Since it is actually the responsibility of the ContractMapper
within our project to ensure that the message is in the correct format, that is the class that we will unit test using Pact. The result of the mapContractDetails
method call is then serialised and verified against the contract that was generated and published to the broker by the consumer.

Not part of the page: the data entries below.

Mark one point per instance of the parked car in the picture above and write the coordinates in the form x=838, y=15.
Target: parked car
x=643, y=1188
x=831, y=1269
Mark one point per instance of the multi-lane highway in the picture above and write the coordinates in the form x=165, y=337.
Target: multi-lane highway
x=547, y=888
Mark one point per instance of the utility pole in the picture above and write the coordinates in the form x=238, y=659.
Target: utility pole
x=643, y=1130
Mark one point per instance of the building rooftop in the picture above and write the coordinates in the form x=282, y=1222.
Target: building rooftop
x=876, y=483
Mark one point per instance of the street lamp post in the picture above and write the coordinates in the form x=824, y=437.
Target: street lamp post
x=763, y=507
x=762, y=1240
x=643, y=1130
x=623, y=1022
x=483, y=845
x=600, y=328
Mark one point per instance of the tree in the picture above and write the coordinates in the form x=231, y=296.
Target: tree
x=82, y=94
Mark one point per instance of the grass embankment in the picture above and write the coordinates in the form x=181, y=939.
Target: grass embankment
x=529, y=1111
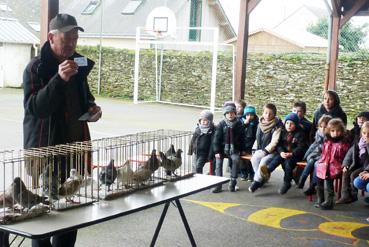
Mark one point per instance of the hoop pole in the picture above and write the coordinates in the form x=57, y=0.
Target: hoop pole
x=214, y=70
x=137, y=62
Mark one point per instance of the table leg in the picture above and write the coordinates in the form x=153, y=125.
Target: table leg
x=184, y=220
x=159, y=224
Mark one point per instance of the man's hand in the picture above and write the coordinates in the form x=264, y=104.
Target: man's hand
x=95, y=113
x=67, y=69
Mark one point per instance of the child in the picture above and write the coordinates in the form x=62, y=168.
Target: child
x=201, y=142
x=300, y=109
x=362, y=181
x=312, y=155
x=352, y=164
x=229, y=142
x=240, y=107
x=267, y=137
x=329, y=166
x=251, y=122
x=290, y=149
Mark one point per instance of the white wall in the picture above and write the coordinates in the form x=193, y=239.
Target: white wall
x=15, y=59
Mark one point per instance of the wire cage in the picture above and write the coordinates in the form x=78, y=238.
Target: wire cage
x=60, y=177
x=128, y=163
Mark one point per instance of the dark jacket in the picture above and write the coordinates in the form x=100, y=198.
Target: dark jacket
x=352, y=160
x=297, y=144
x=44, y=100
x=250, y=134
x=201, y=143
x=221, y=135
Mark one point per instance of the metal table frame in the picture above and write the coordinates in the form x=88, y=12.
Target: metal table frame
x=60, y=222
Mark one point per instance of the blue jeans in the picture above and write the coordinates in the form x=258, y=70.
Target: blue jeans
x=361, y=184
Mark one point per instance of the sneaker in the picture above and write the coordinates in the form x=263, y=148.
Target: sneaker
x=232, y=185
x=285, y=187
x=264, y=172
x=217, y=189
x=366, y=199
x=254, y=186
x=310, y=191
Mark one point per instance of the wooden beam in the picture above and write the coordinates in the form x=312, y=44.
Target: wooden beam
x=332, y=73
x=336, y=7
x=252, y=4
x=48, y=9
x=358, y=4
x=241, y=54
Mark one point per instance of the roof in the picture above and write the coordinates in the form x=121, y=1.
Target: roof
x=299, y=38
x=11, y=31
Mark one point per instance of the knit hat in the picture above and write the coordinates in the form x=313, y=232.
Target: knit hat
x=249, y=109
x=64, y=23
x=292, y=117
x=206, y=114
x=229, y=106
x=364, y=114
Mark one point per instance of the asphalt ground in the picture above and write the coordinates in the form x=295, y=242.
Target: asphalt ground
x=263, y=218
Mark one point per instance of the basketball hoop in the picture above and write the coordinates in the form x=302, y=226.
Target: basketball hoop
x=161, y=22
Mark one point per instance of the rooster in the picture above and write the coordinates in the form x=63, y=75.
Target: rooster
x=71, y=186
x=172, y=161
x=108, y=174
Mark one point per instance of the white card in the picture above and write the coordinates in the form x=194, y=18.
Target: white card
x=80, y=61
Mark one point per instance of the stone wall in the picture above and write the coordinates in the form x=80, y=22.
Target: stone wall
x=186, y=76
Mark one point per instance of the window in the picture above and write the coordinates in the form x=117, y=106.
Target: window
x=4, y=7
x=91, y=7
x=195, y=20
x=131, y=7
x=34, y=25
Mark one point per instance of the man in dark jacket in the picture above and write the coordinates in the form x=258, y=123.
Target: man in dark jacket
x=56, y=95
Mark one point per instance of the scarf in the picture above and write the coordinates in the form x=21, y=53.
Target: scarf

In this instance it seems like we have missed off two important fields that are needed by our consumer - salary
and team
:
@Getter
@Builder
public class ContractDetails {
private String documentType;
private String firstName;
private String lastName;
private String duration;
}
As a result the test run failed with the following error:
1) A player contract: generates a message which has a matching body
1.1) body: $ Actual map is missing the following keys: salary, team
{
"documentType": "contract",
"duration": "5 years",
"firstName": "LeBron",
- "lastName": "James",
- "salary": "158 million USD",
- "team": "LA Lakers"
+ "lastName": "James"
}
The result of the test failure has now been published to the pact broker:
Once we update our code with the missing fields and retest:
@Getter
@Builder
public class ContractDetails {
private String documentType;
private String firstName;
private String lastName;
private String team;
private String duration;
private String salary;
}
We now have a passing build, giving us confidence to push our producer code knowing that it does not contain any breaking changes for our consumer:
All this was done locally without having to deploy both our consumer and producer into an environment, saving us from a lot of wasted time and effort.